With further manipulations, a reference counting or other schemes can easily be put into this deleter policy. If you want to separate the two policies (checking and deleting) just fuse this solution with the previous one I posted.

On a side note, my opinion is that you don't want to design your classes such that an object is in a state at which it cannot be deleted. Generally, if you follow the RAII idiom, you don't run into these situations. But, as always, there are exceptions (I actually just implemented a class that throws in the deleter! for lack of a better solution, for now..).

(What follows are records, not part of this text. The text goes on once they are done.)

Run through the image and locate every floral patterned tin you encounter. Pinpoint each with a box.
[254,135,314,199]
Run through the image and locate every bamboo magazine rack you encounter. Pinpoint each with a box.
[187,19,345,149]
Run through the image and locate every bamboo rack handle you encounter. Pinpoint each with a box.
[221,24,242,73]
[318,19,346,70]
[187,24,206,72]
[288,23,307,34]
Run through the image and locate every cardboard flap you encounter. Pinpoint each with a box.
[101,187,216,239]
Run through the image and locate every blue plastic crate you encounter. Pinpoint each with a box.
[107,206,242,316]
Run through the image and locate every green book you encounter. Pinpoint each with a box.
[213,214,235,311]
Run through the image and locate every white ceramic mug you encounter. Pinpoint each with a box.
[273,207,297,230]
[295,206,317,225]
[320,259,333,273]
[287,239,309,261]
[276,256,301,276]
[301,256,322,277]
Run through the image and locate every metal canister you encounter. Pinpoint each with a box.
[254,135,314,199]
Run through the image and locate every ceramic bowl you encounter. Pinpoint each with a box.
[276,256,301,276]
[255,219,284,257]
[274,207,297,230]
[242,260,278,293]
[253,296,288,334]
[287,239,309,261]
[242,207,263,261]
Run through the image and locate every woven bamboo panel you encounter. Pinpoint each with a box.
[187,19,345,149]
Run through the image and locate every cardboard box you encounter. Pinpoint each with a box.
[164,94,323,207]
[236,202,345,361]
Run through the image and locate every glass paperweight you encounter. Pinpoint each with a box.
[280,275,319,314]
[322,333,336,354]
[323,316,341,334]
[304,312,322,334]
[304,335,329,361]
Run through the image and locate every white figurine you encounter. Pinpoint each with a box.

You can always dump the "dead-but-not-deletable" object in a global garbage collecting thread that checks the condition in a loop and deletes the object when it can.

Thanks mike,

I had similar solution but your one is much more generic and well written.

I am just learning templates advance use. I am just picking up several well known problems/design patterns, and trying to write my own template class to implement those.

I have installed boost and planning to do some code study of boost.

Do you contribute in the boost library?

Regards,

S.

>>Do you contribute in the boost library?
wow, that's flattering, I wish I did. I think the kind of stuff I program is a bit too specialized (multi-body dynamics, control software and artificial intelligence) for boost which tends to have general use libraries... but who knows, maybe I will someday.